The millions who do not share this vision are considered puppets of foreign governments, and sellouts - not to mention inflated frogs, witches and two-headed creatures. For these millions, the dream of Zimbabwe has mutated into a nightmare of rampant inflation and shortages of everything: surgical gloves and surgeons, schoolbooks and schoolteachers, drugs and nurses. The only leaping that women do now is when they jump over potholes and pipes spewing waste on to the streets.

It is difficult to pinpoint when the political and economic decline began. Was it with the land reform programme? The war in Zaire? The unbudgeted payments to the former guerrillas? Did things start to go wrong when the United African National Council (UANC) and Zimbabwe African People's Union (Zapu), the only entities that could have formed the opposition to the ruling party, splintered and disappeared - with the latter being swallowed by the bloated leviathan that is now the ruling party? Did it all sour when the constitutional amendment in 1987 created an executive presidency with no accompanying strengthening of parliament and the judiciary?

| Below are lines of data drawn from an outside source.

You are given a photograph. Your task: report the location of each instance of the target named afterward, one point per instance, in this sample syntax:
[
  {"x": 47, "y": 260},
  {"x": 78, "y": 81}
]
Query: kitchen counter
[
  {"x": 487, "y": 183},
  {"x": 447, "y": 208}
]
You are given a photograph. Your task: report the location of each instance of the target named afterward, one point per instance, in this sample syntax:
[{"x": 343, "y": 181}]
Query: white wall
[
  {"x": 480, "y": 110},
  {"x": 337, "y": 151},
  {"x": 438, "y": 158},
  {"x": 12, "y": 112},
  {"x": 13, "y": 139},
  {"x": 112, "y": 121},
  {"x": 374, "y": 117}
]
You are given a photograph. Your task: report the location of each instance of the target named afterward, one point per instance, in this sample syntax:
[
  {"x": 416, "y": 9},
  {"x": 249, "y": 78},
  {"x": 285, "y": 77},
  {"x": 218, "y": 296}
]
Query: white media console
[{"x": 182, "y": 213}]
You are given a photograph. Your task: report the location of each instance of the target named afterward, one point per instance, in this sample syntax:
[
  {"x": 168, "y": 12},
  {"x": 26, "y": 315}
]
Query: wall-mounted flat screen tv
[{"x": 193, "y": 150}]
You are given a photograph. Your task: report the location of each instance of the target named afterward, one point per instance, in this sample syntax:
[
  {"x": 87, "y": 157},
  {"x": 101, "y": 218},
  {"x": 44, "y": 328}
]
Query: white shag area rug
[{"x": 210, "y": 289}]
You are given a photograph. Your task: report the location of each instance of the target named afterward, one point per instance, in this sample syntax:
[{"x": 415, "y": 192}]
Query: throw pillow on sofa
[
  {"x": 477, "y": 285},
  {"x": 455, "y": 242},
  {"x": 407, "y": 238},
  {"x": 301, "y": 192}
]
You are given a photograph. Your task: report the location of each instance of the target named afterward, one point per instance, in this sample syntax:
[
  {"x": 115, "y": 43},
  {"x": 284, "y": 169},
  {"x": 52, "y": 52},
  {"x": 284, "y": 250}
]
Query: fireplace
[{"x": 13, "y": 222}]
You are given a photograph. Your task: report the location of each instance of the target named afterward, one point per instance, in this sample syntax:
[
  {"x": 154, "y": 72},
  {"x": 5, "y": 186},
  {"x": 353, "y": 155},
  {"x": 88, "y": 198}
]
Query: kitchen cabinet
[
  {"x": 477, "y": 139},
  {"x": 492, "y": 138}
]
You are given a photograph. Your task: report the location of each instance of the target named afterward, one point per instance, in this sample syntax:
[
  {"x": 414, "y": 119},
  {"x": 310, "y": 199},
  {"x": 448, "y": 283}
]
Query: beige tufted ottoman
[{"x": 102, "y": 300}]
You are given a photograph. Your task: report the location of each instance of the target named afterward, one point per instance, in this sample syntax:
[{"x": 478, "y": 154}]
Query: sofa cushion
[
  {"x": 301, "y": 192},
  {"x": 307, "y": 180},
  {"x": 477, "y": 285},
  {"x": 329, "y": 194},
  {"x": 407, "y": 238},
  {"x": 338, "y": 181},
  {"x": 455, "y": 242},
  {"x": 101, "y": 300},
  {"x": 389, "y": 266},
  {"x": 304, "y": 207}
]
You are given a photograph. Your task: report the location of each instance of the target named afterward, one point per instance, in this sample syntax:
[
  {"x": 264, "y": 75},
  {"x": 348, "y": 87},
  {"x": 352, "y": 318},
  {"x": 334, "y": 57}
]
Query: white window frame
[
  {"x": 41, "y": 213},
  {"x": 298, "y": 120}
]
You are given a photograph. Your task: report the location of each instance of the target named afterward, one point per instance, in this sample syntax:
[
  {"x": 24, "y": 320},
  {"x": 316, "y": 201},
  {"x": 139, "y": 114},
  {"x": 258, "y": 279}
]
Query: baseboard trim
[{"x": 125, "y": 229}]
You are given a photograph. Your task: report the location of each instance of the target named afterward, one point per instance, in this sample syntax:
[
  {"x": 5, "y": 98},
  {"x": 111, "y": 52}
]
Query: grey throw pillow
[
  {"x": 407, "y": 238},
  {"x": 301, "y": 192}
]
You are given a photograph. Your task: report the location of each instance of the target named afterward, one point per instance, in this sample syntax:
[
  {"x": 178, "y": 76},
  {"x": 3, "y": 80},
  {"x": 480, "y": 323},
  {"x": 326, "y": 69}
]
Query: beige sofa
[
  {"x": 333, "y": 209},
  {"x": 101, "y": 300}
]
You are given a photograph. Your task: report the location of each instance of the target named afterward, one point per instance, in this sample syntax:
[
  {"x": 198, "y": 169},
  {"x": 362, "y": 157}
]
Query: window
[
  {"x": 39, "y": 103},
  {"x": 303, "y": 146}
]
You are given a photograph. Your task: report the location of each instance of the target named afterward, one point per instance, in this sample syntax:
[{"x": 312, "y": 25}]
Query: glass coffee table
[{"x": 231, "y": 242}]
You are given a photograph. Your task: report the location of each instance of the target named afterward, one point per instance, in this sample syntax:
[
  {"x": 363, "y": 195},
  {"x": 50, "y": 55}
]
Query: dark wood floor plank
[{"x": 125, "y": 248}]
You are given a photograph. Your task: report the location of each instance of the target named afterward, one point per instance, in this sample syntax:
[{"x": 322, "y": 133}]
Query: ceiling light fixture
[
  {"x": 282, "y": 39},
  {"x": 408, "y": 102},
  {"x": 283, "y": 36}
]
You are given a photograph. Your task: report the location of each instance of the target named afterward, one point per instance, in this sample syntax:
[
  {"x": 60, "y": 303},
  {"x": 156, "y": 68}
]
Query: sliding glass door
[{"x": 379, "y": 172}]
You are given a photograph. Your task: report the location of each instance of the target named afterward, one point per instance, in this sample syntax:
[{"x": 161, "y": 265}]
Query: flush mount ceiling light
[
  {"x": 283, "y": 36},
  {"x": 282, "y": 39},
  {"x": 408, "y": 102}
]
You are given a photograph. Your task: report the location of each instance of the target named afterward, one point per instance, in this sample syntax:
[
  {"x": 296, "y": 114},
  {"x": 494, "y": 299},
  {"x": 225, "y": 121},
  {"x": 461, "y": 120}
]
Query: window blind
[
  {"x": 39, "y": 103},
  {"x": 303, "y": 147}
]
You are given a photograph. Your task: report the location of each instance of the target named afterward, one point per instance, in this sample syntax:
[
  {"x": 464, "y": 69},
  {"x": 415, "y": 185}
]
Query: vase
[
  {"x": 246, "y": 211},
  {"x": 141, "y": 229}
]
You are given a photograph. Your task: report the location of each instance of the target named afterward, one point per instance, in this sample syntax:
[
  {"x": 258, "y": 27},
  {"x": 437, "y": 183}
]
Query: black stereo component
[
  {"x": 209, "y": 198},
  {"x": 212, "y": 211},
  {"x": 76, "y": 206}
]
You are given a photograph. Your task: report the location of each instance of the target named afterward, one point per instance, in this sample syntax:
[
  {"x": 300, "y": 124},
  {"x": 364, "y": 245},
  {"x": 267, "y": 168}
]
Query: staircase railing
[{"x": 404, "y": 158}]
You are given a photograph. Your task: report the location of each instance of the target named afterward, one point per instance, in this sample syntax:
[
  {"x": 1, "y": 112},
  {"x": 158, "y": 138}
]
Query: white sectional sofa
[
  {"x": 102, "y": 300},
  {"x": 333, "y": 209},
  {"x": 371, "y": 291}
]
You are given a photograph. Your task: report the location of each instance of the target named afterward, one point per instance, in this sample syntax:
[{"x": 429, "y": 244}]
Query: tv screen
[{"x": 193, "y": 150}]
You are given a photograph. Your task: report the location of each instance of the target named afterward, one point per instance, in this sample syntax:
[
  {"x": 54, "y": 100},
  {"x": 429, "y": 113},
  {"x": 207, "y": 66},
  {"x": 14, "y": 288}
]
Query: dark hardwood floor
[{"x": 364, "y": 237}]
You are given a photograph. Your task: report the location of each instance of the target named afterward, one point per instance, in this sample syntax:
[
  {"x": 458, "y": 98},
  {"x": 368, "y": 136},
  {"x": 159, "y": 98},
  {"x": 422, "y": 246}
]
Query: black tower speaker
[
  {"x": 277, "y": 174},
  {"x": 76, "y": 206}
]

Or was it in 2000, when the people delivered a vote of no confidence in the government by rejecting its sponsored constitution? Perhaps it was even before independence, when the guerrilla commanders adopted the methods of centralising control and stifling dissent used by Mao Zedong, later adding lessons from bosom pals of the struggle such as Nicolae Ceauçescu, the Butcher of Bucharest? Was it when they agreed with Kim Il-sung, the Great Leader and another friend of the liberation struggle, that there was nothing intrinsically wrong with personality cults in which children were taught praise poems to honour a single man, in which women flocked to the airport to welcome our homegrown Great Leader as he returned from his many trips, kneeling before him in the early dawn? Or did things first go wrong when the government tried to impose a one-party state? Did it have its origins back in the bush where the struggle was fought, when the talk was all of power and not democracy, control and not inclusiveness, and the liberation struggle was fought on tribal fronts?

The painful truth may be that Zimbabwe, the youngest of Africa's former colonies, has simply followed where the continent has led, treading the well-worn path beaten out of the lie that taking power from the colonialists and delivering democracy to the people are one and the same.

Saturday's election will give the country another chance to re-imagine the dream. And if it fails this time? Well, there will be the next election, and the election after that. It is no immediate comfort perhaps to the suffering, but nothing lasts forever. Ian Smith thought his Rhodesia would last 1,000 years: it lasted less than 15. This, too, shall pass, and when it does, women and men and children will again leap to embrace a dream called Zimbabwe.

Petina Gappah, a Zimbabwean writer and lawyer based in Geneva.